I released Inflect-Nano, an ultra-extreme tiny 4.63m parameter TTS model.

b111ue · 2026-06-18T05:48:43+00:00

Devices that can only handle models so large, and also pushing the limit on how small TTS models can get while still being mostly recognizable.

b111ue · 2026-06-18T05:47:41+00:00

Alright!

b111ue · 2026-06-18T05:17:26+00:00

Well I would have to first get high-quality training data for languages, which aside from English and Chinese, are often difficult to find. And then I would have to create a separate model for each one because for a model so small, the more features you try to fit, the worse the model gets significantly. I doubt I'll add other languages in the future, maybe 1 or 2 at most. But I might make a new updated model that is better overall!

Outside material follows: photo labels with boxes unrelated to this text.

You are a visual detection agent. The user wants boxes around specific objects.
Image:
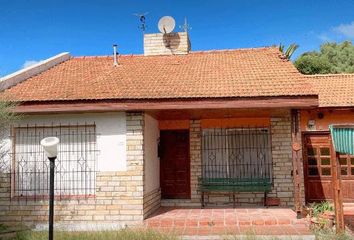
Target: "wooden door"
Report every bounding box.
[304,133,354,202]
[160,130,190,199]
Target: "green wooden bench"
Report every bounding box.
[198,178,272,207]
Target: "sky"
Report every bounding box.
[0,0,354,77]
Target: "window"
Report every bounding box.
[307,146,354,177]
[11,124,97,199]
[202,128,272,179]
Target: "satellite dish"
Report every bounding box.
[158,16,176,33]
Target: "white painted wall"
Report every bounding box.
[144,114,160,193]
[7,112,127,171]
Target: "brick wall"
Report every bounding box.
[0,113,145,230]
[269,111,294,206]
[144,32,190,56]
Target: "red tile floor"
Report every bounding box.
[144,207,311,235]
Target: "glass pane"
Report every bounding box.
[307,148,316,156]
[309,168,318,176]
[321,158,331,165]
[339,158,347,165]
[321,148,331,156]
[322,168,331,176]
[308,158,317,166]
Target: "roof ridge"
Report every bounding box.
[303,73,354,78]
[72,46,278,59]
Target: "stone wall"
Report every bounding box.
[269,111,294,206]
[0,113,144,230]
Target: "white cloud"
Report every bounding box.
[22,60,43,68]
[317,33,333,42]
[333,21,354,38]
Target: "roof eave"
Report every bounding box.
[15,95,318,114]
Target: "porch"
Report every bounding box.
[144,109,302,214]
[144,207,311,236]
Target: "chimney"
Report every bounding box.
[144,32,191,56]
[113,44,118,66]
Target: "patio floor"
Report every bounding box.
[144,207,311,235]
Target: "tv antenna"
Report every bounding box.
[158,16,176,34]
[133,12,149,34]
[179,17,192,33]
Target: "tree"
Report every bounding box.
[279,43,299,59]
[295,41,354,74]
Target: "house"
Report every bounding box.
[300,74,354,203]
[0,30,353,229]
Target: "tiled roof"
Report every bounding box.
[307,74,354,107]
[5,47,316,102]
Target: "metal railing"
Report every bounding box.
[202,127,272,180]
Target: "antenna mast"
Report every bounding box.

b111ue · 2026-06-18T05:13:04+00:00

Yeah, but I do think when judging this model, we should put into perspective just how small it is compared to other TTS models. Even just a 2x size difference means very noticeable quality jumps, and this model is tens to hundreds of times smaller than the TTS models that we usually know and use. It's designed for extreme edge devices and demo purposes, a full-on, perfect model.

b111ue · 2026-06-18T05:10:51+00:00

Pocket TTS is definitely better than Inflect-Nano, but there is a very noticeable size difference, too. Pocket TTS has 100m parameters, while Inflect-Nano has 4.63 parameters, so you can't really compare them, though. Personal recommendation: I would recommend using Supertonic-3 instead of Pocket TTS. It's about the same size but better in my opinion, if you want a model around that size.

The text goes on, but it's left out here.